Following the flood, Noah’s descendants failed to spread out and fill the earth as God had spoken. Rather, they exalted themselves; with “one language and the same words” (Gen. 11:1) they spoke proudly and arrogantly. The Lord humbled them by confusing “the language of all the earth,” dividing and dispersing the people (Gen. 11:9). That dispersal was reversed on Pentecost Day (the fiftieth day of Easter), when God caused the one Gospel of the Lord Jesus Christ to be preached in a multitude of languages. “At this sound the multitude came together” (Acts 2:6), for the preaching of Christ is the primary work of the Holy Spirit, whereby He gathers people from all nations into one Church. The Holy Spirit teaches and brings to our remembrance the words of Jesus, which are the words of the Father who sent Him. These words bestow forgiveness and peace to those who keep and hold on to them in love for Jesus. “Peace I leave with you; my peace I give to you. Not as the world gives do I give to you. Let not your hearts be troubled, neither let them be afraid.” (John 14:27).

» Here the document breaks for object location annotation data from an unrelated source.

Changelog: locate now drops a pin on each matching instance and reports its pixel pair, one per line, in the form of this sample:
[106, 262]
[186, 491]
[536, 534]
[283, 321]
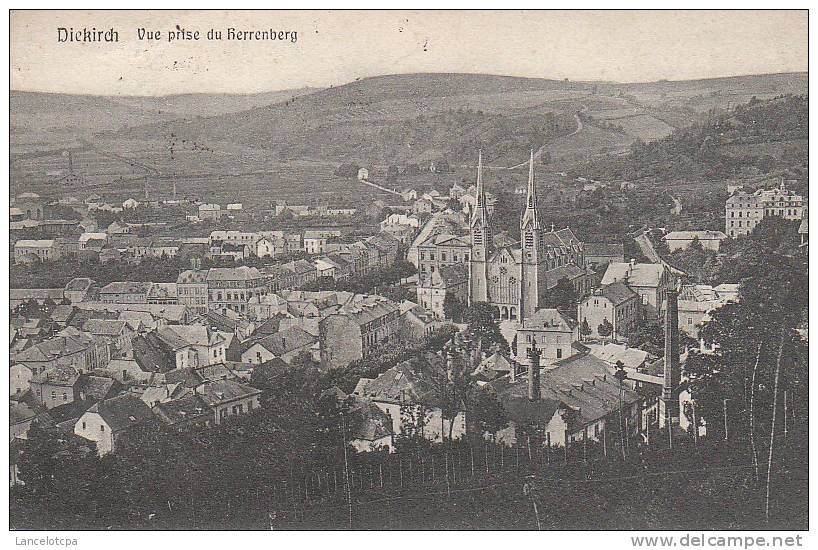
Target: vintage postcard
[409, 270]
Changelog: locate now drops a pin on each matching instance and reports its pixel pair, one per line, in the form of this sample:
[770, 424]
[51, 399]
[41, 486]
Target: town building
[442, 250]
[286, 345]
[233, 287]
[451, 280]
[551, 331]
[649, 281]
[357, 328]
[125, 292]
[602, 254]
[106, 422]
[681, 240]
[615, 303]
[744, 210]
[27, 251]
[695, 303]
[515, 277]
[191, 290]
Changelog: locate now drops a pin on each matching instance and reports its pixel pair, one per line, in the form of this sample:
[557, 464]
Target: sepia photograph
[393, 270]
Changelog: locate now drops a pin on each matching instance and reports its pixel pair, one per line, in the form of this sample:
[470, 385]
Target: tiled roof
[618, 293]
[122, 412]
[222, 391]
[649, 275]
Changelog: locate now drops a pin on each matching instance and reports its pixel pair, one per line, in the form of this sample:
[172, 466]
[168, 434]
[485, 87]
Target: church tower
[481, 240]
[531, 243]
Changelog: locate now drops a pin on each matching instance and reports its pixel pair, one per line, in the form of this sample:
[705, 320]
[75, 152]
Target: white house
[106, 421]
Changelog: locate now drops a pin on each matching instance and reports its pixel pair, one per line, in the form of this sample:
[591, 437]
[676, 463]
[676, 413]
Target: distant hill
[405, 118]
[81, 114]
[399, 118]
[757, 138]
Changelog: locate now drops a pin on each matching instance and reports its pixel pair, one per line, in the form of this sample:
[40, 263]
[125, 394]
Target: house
[191, 290]
[229, 323]
[423, 205]
[115, 331]
[264, 307]
[649, 281]
[681, 240]
[210, 212]
[228, 398]
[406, 394]
[695, 303]
[21, 417]
[416, 321]
[77, 289]
[615, 303]
[315, 242]
[31, 250]
[78, 350]
[401, 219]
[494, 366]
[450, 280]
[285, 345]
[356, 329]
[441, 250]
[191, 345]
[578, 398]
[233, 287]
[551, 331]
[55, 386]
[190, 411]
[20, 376]
[629, 358]
[744, 210]
[125, 292]
[371, 428]
[163, 293]
[601, 254]
[106, 422]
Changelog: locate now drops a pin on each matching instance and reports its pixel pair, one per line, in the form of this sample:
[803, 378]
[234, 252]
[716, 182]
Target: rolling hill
[407, 118]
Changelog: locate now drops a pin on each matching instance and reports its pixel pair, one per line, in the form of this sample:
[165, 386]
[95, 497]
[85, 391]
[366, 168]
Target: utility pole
[529, 492]
[346, 470]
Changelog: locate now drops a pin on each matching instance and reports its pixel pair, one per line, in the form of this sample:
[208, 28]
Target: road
[650, 253]
[538, 153]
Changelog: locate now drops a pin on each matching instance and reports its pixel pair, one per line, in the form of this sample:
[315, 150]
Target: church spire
[480, 214]
[530, 218]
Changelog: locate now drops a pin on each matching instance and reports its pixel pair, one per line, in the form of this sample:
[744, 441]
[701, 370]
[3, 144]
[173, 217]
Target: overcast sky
[335, 48]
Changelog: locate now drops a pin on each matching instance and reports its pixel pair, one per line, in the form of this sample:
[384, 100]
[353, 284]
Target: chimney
[533, 372]
[672, 369]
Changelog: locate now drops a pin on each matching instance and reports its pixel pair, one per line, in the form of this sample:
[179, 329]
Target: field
[286, 145]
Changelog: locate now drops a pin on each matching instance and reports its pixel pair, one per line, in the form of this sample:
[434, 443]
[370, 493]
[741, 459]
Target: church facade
[515, 276]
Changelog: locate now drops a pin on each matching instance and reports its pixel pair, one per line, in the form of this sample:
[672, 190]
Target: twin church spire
[530, 218]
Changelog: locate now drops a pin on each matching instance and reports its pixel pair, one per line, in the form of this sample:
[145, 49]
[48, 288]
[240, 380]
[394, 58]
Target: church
[515, 276]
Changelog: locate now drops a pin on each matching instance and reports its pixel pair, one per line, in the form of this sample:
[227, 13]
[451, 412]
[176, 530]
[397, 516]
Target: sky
[334, 48]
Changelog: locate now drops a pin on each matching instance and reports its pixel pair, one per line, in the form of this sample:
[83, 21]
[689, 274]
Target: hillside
[72, 116]
[754, 139]
[403, 118]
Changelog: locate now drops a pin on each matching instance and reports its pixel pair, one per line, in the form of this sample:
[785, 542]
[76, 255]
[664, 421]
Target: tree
[605, 328]
[562, 296]
[483, 328]
[585, 329]
[453, 308]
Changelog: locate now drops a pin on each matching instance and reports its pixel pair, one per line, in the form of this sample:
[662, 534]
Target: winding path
[538, 153]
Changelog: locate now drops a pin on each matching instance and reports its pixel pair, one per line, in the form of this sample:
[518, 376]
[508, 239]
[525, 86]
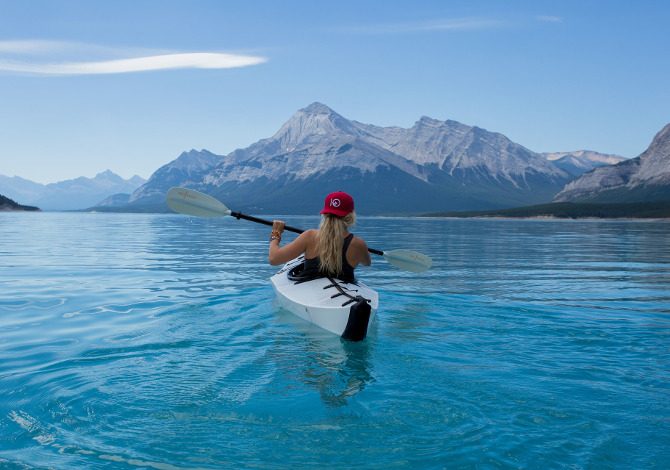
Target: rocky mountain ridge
[73, 194]
[644, 178]
[434, 165]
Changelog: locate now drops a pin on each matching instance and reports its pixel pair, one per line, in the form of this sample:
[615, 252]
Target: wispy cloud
[549, 19]
[443, 24]
[66, 58]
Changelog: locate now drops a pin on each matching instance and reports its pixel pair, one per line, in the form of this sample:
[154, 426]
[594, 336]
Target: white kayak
[345, 309]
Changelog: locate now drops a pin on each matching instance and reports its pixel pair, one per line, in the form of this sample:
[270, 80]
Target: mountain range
[433, 165]
[640, 179]
[73, 194]
[581, 161]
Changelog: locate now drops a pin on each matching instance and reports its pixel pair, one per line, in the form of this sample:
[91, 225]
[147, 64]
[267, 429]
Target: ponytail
[330, 240]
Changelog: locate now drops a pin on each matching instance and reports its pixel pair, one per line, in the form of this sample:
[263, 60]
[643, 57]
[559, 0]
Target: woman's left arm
[281, 254]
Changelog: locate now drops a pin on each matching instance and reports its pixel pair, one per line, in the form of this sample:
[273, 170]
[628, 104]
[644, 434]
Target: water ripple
[152, 341]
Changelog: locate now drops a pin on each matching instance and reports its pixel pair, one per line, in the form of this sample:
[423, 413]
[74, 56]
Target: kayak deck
[334, 305]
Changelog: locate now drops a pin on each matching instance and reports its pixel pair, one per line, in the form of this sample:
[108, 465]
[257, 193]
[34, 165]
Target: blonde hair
[330, 239]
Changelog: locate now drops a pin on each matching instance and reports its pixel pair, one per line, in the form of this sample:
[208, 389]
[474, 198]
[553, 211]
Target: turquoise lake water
[153, 341]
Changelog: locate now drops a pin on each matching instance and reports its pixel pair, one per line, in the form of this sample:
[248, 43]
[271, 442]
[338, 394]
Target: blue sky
[128, 85]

"I will pour out my Spirit." God’s Old Testament people celebrated the gathering of the harvest at the Festival of Weeks, or the Festival of Pentecost. In the New Testament, God sent the promised Counselor on the day we call “Pentecost,” Greek for “fifty,” because he sent the Holy Spirit fifty days after the Resurrection. This day marked the birthday of the New Testament Church and celebrates the harvest of souls won by the Son and gathered by his servants empowered by his Spirit.
Pentecost is the third great festival (Nativity, Resurrection, Pentecost) of the Church and has been commemorated since at least 217 A.D. The Church dresses in red to remind us of the tongues of fire that marked the Spirit’s gift and the blood of the martyrs which was the seed of the Church. This day culminates the Season of Easter when our risen Lord now empowers his people to be witnesses of the resurrection for the world.